Михаил Стрельцов - Журавлиное небо стр 9.

Шрифт
Фон

Пахло из кухни грибами, пылали в печи дрова, а за окнами так внятно шелестел в саду дождь, потому что распахнутым оставалось окно. И сидели все они в сумерках за столом, смотрели на огонь, на дождь, и уютно было всем, тепло, и у всех немного блестели глаза - может, оттого, что смотрели на огонь? - и слегка кружилась голова, и плыли, плыли перед глазами, едва забудешься, грибы…

Заглянула на кухню хозяйка, потопталась у печи, сказала:

- А может, в чистую комнатку пойдете?.. Я вам и лампу зажгу. - И, прищурившись, смотрела на гостей, а гости не соглашались.

Нет, зачем та чистая комнатка, если и здесь хорошо, а может, и лучше, чем там. В комнатке той на полу сушится просо, стоят длинные лавки вдоль стен, в углу - высокое, помутневшее от времени зеркало. А здесь… Нет, никто туда не пойдет.

- И здесь хорошо, мать, - сказал Семен Захарович, - ну совсем как в деревне…

- Ну, пусть так…

- Тоже сказал: как в деревне, - не выдержала жена Семена Захаровича, засмеялась. - А мы где? Говоришь лишь бы что.

- Вот уж какая, - слегка смутился Семен Захарович и полез в карман за папиросой. - Та-та-та! Та-та-та! Слова не дашь сказать.

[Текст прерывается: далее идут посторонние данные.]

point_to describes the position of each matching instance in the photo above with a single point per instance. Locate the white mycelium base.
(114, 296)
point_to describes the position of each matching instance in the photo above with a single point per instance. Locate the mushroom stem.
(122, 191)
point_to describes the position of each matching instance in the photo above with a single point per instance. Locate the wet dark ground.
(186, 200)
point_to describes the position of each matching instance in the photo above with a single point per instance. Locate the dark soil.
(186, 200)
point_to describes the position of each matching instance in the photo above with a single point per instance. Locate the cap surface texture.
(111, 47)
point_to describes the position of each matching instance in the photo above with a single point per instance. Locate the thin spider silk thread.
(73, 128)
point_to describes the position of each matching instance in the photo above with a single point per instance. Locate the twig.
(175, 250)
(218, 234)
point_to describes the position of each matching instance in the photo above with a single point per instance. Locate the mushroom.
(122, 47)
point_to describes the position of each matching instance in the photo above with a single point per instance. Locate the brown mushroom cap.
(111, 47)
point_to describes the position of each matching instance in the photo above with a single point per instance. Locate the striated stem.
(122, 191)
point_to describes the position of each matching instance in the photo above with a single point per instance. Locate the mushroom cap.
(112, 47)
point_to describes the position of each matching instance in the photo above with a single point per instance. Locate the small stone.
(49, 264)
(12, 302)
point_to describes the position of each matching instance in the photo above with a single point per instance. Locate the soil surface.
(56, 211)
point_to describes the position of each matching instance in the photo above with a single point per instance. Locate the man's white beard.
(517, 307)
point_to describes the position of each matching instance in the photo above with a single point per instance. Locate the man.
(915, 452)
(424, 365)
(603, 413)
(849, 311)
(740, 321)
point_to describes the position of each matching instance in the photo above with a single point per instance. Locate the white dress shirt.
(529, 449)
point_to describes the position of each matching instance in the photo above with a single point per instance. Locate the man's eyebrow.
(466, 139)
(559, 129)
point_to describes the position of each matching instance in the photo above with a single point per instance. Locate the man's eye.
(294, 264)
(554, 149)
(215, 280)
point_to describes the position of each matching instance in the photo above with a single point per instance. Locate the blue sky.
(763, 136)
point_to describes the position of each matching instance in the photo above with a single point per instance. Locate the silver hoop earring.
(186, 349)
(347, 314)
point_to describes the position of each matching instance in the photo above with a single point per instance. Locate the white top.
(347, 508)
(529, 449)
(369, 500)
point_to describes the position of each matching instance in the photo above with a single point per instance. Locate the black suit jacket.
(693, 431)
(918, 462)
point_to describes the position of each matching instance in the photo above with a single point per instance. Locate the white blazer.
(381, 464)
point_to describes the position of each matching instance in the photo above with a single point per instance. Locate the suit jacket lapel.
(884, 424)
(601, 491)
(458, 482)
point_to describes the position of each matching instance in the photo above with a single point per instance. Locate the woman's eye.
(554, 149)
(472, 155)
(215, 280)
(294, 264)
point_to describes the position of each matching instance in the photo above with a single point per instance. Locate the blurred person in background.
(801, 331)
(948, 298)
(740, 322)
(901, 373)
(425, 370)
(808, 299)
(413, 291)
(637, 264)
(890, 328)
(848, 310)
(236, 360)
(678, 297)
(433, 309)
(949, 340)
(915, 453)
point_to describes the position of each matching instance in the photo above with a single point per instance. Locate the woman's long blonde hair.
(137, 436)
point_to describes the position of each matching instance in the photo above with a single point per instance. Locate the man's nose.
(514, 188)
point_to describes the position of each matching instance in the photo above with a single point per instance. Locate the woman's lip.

Но не рассердился он на жену.

У него была густая седина на гладко подстриженных висках, и за долгие годы, прожитые с женою, он хорошо познал цену и себе и ей, научился держаться дальше той черты, за которой коса, как говорится, находит на камень - и люди становятся на дыбы и нередко обидное и злое бросают друг другу. Еще он знал, что жена и в споре находчивей его, и привычку имела вставить, где не надо, свои три копейки, и что волосы у нее, как и у него, побиты сединой, - хотела перекрасить их однажды, да он не позволил. А на фотографии в их городской квартире они оба черноволосые и молодые: она - в легком, с застенчивым вырезом платье, он - в военной форме.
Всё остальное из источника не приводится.